The contrast is stark compared to the scenario on May 7, when Brent had collapsed below $99 in hopes of a USA-Iran agreement. The rise above $103 again illustrates the market's extreme sensitivity to diplomatic signals.

Trump-Xi Summit: A Schedule That Weighs on Risk Appetite

Adding to these energy tensions is the upcoming summit between Donald Trump and Xi Jinping. The discussions are set to focus on Iran, as well as tariffs, Taiwan, artificial intelligence, and critical minerals.

This packed agenda adds a layer of uncertainty for the markets, particularly for cyclical and technological stocks, which are exposed to both tariff measures and restrictions on semiconductors and rare earths.

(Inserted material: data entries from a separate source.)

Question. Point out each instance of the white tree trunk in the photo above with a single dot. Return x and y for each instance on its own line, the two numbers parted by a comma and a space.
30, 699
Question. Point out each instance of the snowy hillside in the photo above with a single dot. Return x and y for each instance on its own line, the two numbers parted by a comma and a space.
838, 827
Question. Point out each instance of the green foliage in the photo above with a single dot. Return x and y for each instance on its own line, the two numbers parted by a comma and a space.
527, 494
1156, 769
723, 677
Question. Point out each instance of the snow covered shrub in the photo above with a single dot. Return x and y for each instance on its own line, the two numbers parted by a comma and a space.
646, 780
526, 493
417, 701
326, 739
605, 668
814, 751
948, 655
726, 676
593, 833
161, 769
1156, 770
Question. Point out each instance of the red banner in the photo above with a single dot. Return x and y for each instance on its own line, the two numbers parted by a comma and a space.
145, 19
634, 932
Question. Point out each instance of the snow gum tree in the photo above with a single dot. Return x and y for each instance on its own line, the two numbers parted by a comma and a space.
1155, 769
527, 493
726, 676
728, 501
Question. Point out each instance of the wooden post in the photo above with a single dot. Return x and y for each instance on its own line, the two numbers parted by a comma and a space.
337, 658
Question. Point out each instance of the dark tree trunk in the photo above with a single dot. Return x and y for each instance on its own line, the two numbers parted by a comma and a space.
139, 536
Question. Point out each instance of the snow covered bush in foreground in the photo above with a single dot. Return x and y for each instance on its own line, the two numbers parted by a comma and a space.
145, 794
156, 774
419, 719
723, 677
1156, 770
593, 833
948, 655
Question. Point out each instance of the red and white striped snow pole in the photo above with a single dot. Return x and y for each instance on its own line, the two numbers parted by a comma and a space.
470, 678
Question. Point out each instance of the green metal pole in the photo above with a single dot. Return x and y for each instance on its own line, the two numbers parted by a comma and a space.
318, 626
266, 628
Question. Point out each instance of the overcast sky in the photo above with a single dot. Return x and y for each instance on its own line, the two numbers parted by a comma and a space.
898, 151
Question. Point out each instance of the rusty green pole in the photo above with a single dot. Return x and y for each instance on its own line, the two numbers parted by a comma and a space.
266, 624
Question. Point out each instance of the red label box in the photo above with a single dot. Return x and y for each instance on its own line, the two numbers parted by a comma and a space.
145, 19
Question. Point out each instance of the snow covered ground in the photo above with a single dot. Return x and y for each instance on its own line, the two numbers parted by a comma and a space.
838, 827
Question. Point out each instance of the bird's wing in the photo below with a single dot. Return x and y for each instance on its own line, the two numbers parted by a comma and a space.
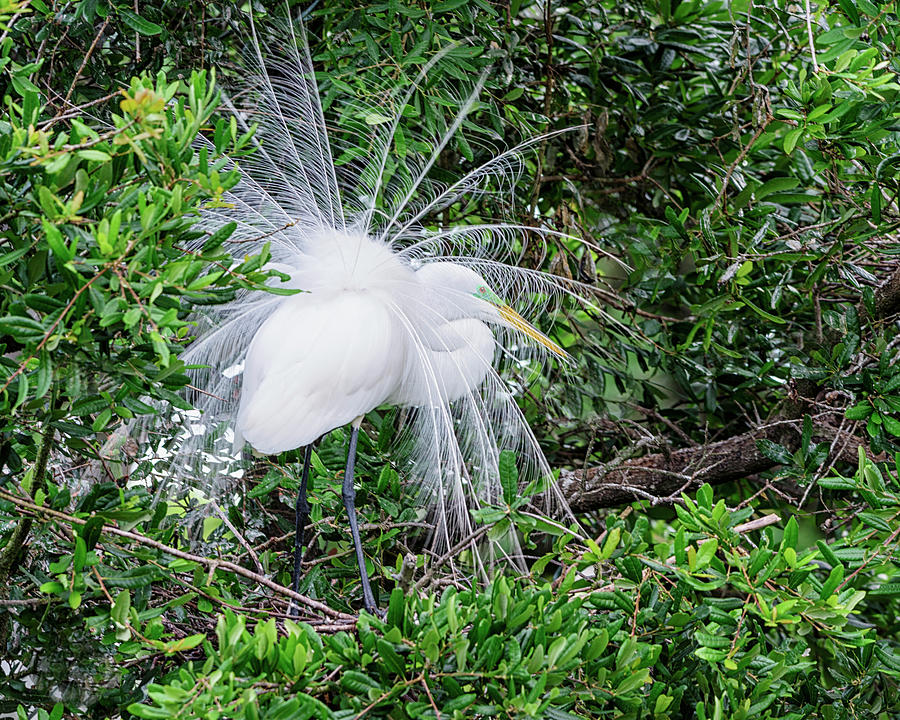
316, 365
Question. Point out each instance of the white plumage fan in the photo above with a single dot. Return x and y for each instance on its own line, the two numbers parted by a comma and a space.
390, 309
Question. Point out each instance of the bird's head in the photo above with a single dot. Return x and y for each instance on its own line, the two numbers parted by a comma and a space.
463, 282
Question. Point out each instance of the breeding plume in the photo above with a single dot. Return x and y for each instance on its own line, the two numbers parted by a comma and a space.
388, 310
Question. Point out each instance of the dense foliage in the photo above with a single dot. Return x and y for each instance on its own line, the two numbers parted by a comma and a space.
741, 160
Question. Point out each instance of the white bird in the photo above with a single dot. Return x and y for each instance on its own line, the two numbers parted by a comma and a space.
386, 311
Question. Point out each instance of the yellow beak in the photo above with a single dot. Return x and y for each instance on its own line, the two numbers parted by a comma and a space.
520, 323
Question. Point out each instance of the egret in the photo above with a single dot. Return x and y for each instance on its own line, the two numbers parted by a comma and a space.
383, 310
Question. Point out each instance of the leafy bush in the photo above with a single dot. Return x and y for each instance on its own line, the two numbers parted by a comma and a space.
748, 179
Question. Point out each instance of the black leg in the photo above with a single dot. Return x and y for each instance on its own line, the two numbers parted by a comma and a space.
301, 517
349, 495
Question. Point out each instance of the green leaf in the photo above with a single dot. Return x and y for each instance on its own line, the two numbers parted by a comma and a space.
136, 22
791, 138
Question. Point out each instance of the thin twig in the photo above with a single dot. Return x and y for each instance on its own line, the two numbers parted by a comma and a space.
812, 44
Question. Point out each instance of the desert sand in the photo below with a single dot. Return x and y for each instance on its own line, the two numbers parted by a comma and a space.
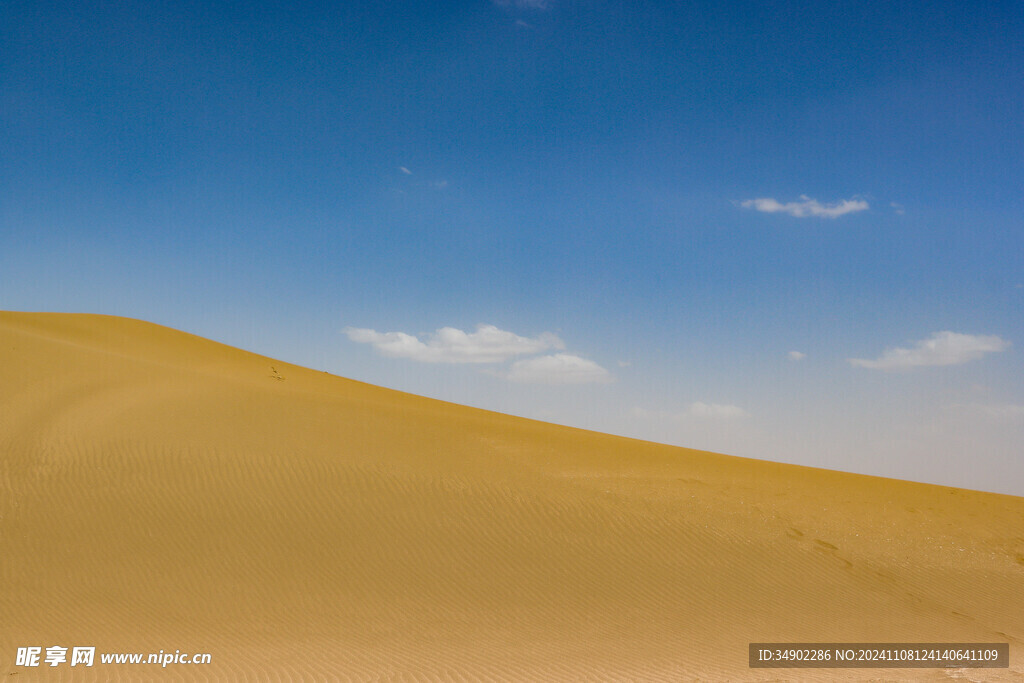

Sectors most sensitive to energy costs—such as transportation, chemicals, heavy industry, and distribution—remain exposed to fluctuations in oil prices.

The variables to watch remain the evolution of Brent crude, the situation around Hormuz, and the diplomatic signals from the Trump-Xi summit, three factors that will shape the trajectory of inflation and interest rate expectations over the coming weeks.

This content has been automatically translated using artificial intelligence. While we strive for accuracy, some nuances may differ from the original French version.